Posted by Namita Bhandare:
My column on the editorial page of the Hindustan Times looks at Mumbai and Delhi and how the differences between the two cities has narrowed in recent years
In the early 90s when I moved back to live in Delhi — ironically because I had married a Marathi manoos who lived as an ‘outsider’ in the capital — the Bombay (not yet Mumbai) versus Delhi debate was at its peak. Bombay was cool and cosmopolitan; a city of opportunity and dreams where everybody who worked hard enough, could make it big; a city that was so egalitarian that it didn’t give a rat’s tit to your last name; a city so safe for women that a ‘beautiful woman’, as the old saying went, ‘clad in the finest jewels may walk in the jungle safely at midnight’.

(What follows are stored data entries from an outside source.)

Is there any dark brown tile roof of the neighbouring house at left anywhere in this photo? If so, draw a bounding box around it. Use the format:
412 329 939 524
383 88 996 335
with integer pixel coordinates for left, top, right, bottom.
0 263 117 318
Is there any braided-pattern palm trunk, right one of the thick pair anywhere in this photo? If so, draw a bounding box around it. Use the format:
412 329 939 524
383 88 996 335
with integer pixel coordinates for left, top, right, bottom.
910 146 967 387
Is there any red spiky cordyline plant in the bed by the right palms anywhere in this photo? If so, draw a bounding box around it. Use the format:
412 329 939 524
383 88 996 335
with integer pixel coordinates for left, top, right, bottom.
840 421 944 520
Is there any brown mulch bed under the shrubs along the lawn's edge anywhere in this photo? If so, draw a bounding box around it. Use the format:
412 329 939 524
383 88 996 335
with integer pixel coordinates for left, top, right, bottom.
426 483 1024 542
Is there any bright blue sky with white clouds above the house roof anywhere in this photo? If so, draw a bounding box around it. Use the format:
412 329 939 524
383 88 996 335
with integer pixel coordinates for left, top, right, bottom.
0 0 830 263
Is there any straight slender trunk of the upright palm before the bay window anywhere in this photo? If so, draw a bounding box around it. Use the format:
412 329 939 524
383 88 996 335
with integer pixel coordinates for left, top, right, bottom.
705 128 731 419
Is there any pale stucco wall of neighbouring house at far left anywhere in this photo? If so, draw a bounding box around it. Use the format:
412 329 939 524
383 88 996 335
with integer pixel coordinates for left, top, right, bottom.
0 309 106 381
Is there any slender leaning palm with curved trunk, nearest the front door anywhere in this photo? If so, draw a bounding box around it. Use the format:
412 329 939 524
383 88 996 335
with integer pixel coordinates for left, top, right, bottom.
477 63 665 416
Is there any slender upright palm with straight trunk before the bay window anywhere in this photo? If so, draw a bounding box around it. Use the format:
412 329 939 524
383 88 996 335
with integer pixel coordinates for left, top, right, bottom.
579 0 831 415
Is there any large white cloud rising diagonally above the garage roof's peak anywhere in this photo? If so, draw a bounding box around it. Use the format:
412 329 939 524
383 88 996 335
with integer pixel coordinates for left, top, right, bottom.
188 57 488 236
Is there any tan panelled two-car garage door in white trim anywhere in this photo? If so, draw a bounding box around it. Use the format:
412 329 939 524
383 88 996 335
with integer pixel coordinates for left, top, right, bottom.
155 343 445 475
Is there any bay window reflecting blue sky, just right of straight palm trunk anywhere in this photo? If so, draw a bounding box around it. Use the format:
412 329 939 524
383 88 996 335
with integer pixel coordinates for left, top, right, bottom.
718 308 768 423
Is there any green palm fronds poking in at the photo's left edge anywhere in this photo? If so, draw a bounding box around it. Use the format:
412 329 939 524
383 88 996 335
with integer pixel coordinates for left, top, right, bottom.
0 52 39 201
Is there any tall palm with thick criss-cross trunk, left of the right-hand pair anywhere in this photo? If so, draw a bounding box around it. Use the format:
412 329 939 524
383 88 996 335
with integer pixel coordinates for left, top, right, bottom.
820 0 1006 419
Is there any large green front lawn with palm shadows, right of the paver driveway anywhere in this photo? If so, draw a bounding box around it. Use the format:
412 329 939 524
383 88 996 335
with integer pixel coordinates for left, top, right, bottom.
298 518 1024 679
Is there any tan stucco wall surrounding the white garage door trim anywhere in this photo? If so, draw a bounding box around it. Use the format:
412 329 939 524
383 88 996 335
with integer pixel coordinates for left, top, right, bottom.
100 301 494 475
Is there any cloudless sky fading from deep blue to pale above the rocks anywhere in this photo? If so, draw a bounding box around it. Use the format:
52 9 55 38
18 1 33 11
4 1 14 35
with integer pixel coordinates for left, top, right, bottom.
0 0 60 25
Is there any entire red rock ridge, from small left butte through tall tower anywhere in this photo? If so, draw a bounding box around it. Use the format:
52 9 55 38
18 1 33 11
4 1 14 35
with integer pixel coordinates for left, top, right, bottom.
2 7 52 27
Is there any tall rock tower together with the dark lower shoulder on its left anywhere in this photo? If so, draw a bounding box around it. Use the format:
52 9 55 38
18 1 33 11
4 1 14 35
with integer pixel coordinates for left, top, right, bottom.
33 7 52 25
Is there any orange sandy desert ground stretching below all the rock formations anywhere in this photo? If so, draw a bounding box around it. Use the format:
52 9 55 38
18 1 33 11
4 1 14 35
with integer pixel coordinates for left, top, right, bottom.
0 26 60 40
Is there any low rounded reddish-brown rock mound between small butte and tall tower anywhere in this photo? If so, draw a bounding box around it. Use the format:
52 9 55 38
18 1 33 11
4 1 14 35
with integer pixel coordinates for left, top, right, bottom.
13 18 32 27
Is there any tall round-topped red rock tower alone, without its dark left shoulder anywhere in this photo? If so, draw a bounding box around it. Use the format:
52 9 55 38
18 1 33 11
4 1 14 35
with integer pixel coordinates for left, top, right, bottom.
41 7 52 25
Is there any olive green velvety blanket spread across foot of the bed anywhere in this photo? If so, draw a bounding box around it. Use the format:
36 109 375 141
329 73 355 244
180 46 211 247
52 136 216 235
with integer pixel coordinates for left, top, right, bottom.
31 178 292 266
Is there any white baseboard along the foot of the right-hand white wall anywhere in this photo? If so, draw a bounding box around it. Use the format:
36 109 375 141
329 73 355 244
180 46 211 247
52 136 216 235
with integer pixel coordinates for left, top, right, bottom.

I had lived between both cities but finished school and college in New Delhi. Then, I left. Returning was like being reassigned to purgatory. Delhi was status-conscious and hierarchical with its own rigid social pecking order. Delhi was about nepotism and networking where those who made it big in the ‘import-export’ business did it because daddy-ji was pulling strings somewhere. Delhi was the city — or over-grown village, depending on your perspective — where no woman could be safe on the streets.



I remember at the launch, you were quite upset withe way Shobhaa De went into a come time warp tryin to pull this whole Delhi vs Mumbai on. A few years back in a meeting in City, there was this discussion between Mumbai competing with Delhi in fashion — and how you found it utter nonsense. But I really liked the piece.
In Bombay, when a cabbie says the fare is Rs 96.50 and you give him a one-hundred-rupee note, he will return the balance Rs 3.50 in coins.
In Delhi, cabbies not only never charge by the meter, for some odd reason they also hide the meters under dirty towels.
Mr Grey, no cabbie in Mumbai has ever returned my change, in coins or notes. But yes, why Delhi cabbies and autowalas have meters that never seem to work is a mystery!